Unfortunately I think you are mistaken there. Evidence shows that one to one care from a known midwife is safer, so why isn't that available to everyone? The majority of women are attended by people they have never met before many of them having to share a midwife between two or three others. Where is the evidence to say that's a good model of care?
Yes, but that's confusing the best evidence available with evidence that something is acceptable in terms of risk. The NHS basically calculates risk levels in line with resources/budget available and gives the least possible care that is most likely to secure an okay outcome. That's the harsh reality. What happens in research, on the contrary, and on committees looking at best practices etc is that the evidence is looked at objectively and on its own merit and guidelines are drawn up with limited reference to cost. CFM is more efficient because it uses up less manpower. That's why. I know people see this as EVIL because no one seems to want to realise that actually budgets ARE important.
In my area of clinical practice, I can say right now that even the highest risk clients who are most in danger of long term negative outcomes without proper care get the least amount possible. They get a lot more than low risk clients, but they get the least amount possible. This is not because any of us working with our clients want to work against guidelines or deny best available evidence, it is very much a case of the loaves and fishes.

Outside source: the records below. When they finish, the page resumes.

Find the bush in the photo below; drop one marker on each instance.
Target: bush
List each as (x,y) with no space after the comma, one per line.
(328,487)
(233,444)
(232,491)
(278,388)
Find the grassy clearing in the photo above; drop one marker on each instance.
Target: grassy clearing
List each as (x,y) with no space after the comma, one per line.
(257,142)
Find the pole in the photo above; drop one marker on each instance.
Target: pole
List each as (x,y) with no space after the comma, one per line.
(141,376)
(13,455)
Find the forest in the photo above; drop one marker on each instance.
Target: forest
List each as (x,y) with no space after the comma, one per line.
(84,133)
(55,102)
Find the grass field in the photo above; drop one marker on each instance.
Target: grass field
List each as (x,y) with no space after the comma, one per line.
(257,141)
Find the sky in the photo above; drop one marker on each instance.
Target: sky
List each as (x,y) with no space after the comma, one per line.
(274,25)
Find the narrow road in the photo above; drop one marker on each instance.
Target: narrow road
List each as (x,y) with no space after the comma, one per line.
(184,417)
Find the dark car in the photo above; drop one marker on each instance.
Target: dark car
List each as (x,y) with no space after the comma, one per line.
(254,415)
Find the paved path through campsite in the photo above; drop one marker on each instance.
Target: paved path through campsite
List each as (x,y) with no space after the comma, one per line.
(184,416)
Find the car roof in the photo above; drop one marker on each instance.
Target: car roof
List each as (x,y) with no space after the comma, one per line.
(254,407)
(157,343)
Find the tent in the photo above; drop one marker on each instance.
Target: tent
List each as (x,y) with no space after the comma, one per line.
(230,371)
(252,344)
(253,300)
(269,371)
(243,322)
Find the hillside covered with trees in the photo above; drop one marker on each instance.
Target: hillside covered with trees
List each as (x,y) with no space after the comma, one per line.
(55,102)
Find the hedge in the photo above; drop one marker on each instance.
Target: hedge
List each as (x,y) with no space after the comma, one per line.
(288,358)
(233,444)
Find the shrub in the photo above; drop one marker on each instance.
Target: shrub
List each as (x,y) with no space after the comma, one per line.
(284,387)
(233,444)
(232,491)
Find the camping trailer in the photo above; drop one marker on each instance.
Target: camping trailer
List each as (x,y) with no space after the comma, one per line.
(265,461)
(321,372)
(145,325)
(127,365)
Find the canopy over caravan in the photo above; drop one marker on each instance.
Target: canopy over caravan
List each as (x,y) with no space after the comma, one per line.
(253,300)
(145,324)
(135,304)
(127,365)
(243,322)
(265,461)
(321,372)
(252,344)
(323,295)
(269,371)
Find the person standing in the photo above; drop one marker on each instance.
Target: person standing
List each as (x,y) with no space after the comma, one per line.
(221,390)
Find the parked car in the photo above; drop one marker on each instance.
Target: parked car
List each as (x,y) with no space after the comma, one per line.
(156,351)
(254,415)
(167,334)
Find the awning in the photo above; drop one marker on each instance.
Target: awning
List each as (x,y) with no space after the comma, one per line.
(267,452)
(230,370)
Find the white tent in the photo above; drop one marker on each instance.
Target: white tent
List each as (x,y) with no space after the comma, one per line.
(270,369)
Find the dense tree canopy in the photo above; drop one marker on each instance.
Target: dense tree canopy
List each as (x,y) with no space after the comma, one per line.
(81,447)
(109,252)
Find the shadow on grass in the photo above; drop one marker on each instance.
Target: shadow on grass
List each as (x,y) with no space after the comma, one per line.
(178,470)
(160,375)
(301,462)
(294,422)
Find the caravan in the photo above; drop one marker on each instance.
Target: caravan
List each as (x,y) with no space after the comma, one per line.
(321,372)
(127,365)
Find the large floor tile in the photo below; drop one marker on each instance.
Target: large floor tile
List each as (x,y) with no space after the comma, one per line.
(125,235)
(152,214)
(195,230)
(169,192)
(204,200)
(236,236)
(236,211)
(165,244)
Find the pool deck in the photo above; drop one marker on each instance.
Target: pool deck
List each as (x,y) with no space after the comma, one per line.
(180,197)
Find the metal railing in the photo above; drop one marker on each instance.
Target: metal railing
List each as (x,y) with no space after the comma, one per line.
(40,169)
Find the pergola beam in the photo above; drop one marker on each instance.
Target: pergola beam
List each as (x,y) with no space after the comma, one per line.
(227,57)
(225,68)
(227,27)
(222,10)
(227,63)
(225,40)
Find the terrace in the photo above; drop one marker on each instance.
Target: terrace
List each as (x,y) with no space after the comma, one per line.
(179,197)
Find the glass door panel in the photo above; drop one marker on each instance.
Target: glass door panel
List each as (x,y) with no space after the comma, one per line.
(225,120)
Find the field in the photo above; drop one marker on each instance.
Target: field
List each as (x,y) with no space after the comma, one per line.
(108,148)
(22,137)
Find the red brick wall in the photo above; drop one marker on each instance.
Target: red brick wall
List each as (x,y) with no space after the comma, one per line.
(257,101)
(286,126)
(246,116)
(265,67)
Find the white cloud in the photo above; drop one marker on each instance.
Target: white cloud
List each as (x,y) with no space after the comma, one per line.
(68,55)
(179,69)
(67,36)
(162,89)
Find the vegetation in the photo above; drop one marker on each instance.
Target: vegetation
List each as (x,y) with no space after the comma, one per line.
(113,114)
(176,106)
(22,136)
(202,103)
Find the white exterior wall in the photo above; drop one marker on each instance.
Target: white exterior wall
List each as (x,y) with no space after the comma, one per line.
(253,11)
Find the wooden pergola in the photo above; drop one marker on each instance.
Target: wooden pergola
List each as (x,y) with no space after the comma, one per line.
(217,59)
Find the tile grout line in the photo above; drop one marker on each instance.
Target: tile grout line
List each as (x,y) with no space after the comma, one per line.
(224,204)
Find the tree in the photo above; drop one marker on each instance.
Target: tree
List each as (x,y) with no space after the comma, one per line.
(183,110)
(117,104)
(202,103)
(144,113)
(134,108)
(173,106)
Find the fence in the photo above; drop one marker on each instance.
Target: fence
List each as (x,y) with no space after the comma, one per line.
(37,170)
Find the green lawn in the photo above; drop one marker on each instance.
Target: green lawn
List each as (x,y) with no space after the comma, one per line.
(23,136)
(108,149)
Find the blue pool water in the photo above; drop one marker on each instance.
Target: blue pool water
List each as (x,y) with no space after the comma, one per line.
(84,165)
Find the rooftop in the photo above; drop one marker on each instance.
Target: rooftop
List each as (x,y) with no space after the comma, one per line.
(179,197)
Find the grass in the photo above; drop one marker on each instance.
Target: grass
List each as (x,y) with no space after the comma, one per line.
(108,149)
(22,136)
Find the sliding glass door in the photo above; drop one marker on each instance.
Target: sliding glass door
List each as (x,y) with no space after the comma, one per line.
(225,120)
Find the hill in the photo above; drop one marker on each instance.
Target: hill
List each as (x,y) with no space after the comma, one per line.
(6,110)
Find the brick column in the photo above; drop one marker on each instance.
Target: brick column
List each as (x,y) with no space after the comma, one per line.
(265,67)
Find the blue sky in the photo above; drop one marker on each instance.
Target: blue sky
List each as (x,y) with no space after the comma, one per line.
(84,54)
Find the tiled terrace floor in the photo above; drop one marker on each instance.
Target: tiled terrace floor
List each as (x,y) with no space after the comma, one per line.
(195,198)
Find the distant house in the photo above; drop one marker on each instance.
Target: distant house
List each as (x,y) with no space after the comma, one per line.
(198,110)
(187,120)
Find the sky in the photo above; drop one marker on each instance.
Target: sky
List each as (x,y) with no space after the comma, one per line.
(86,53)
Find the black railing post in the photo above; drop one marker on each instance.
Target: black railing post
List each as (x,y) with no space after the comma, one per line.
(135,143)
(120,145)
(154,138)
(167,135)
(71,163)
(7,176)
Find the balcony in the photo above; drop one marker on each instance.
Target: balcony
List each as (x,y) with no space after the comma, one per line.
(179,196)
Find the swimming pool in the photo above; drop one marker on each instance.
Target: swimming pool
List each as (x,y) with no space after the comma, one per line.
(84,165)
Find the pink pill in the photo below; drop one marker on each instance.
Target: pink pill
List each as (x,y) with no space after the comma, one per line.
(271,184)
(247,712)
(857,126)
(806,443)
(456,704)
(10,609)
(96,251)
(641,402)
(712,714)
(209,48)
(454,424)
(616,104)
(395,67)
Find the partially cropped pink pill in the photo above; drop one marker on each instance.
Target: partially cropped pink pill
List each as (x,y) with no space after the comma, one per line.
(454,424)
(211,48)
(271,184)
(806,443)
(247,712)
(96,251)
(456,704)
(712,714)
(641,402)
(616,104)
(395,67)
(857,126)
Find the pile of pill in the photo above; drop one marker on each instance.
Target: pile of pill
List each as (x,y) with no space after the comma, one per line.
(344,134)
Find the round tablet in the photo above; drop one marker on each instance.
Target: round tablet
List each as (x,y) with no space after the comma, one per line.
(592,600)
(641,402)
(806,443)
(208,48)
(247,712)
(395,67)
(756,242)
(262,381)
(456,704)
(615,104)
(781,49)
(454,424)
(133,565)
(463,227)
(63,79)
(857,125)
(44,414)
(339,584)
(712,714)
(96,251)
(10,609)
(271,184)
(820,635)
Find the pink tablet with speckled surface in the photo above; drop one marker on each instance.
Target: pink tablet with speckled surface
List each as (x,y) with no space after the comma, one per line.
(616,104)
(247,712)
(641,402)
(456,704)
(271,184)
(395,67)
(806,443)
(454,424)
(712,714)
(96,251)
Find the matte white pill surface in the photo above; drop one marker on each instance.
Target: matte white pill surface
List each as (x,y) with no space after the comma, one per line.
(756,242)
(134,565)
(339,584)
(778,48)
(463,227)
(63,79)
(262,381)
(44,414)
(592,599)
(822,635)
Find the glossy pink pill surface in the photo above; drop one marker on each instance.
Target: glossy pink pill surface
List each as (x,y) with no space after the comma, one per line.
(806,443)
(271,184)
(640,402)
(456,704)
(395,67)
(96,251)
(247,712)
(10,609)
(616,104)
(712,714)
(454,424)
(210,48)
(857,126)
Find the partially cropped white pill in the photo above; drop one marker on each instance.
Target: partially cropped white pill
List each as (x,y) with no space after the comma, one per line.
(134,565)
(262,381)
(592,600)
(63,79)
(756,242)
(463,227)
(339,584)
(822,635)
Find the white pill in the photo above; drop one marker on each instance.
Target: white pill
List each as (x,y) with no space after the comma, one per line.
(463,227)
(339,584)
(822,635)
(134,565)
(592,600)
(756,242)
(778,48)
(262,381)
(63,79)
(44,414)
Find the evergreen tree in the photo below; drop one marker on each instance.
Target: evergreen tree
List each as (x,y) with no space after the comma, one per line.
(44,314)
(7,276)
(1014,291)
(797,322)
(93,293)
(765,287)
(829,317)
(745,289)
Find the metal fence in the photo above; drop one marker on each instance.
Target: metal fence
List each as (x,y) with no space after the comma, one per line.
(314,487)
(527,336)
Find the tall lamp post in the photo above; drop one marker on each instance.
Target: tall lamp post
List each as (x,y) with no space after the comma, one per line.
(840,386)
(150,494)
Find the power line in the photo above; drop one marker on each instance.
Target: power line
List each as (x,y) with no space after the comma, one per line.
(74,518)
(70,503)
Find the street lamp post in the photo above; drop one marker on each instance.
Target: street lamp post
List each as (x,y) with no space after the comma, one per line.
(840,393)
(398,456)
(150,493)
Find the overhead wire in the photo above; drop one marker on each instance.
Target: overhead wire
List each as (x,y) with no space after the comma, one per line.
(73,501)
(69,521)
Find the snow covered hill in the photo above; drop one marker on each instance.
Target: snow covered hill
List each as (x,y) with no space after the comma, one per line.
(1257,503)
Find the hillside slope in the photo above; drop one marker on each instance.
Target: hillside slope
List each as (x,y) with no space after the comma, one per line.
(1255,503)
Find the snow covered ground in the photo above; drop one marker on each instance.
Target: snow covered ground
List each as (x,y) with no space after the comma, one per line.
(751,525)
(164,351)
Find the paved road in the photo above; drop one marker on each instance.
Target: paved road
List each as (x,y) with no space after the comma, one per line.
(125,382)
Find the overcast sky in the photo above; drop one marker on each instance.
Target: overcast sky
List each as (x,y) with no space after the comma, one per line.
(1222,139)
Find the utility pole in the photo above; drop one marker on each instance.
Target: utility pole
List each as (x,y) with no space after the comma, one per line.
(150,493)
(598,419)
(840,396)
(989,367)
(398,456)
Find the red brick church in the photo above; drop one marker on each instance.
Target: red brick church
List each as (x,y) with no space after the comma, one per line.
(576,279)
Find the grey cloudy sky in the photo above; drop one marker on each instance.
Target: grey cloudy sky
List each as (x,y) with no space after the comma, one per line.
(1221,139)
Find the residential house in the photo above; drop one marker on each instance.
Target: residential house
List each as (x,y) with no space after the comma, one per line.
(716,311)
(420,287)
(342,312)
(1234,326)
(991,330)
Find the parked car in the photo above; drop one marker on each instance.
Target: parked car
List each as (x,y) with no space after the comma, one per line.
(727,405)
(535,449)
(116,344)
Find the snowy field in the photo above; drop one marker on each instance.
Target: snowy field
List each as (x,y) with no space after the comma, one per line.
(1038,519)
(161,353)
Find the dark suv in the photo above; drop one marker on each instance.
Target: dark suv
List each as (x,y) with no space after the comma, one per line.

However, there is always some evidence to suggest that what's being done (as opposed to the overall quality of the care model) is "okay". Generally speaking clinicians and their managers spend a great deal of time reflecting and analysing how things could improve, what could be changed, thinking of ways in which to multiply the loaves and the fishes, suggesting x hasn't worked as well as hoped so maybe y should be tried to improve it. However, the gap between theory and practice can be gapingly wide at times... and the answer, though the media and the government's PR machine dress it up beautifully as "inefficiency" is that high-quality healthcare in the 21st century costs a LOT. As for "yes, but, if they invested here x would happen.." thinking, that's sort of naive. The court cases will still still happen, there will still be negligent care from idiot practitioners or well-meaning ones who make a mistake at a crucial moment. Women and babies will die, whether or not care is absolutely top notch. People with mental health difficulties will still commit suicide. Adults with Learning Difficulties with still find it hard to get work.
What the NHS doesn't do is create protocols that are completely and utterly devoid of reason. Yes, there will be an element of making things run smoothly and providing efficient service but this really IS because there's not a lot of option. If you are going to provide a cut-price service to the masses (and that is what the NHS is, make no mistake) there have to be "efficiencies" and sometimes these seriously compromise patient care. However, it is NOT a conspiracy or (generally) wilful.
So just because the service isn't good elsewhere that means we shouldn't try to improve our own services? Some NHS care is extremely good - we should be doing more to find out which these services are and to see that they are emulated throughout - so much of our healthcare is a postcode lottery at present.
No, of course we should be trying to improve. But the sooner people realise that the NHS is not an easily fixable problem and that often, though not always, the reason some care is better than other is that certain areas will prioritise some services over others (robbing Peter to pay Paul) the better placed they will be to make suggestions about improvements. Even within departments, this happens. Sometimes these decisions are really tough. What do you do if you are faced with closing a cardiac care unit for children or the MLU? Who "deserves" it more? Why does anyone think there are simple answers to these questions? What I often see is lot of hysterics about how the mean money makers are out to get us all, that protocols are just there for the sake of it as if the money were a non-issue etc.
The average member of the public believes they should have better and better services - and more of them - for the same money, more or less. That every gap in service is because of some fault in the system that could easily be ironed out if... if.. if... In reality, it IS about the money. No one wants a system like the US, no one wants it to be about profiteering or for rich people only BUT by the end of next year, my small service of 55 will be reduced to 35-40, with a lot of specialist staff going who will not be replaced. Anyone who genuinely believes that the NHS is not in a serious situation right now and that quality of care is about to be HEAVILY compromised is really, really deluding themselves. We need to start asking what can WE do as well as what are WE owed if we want to save a service for all.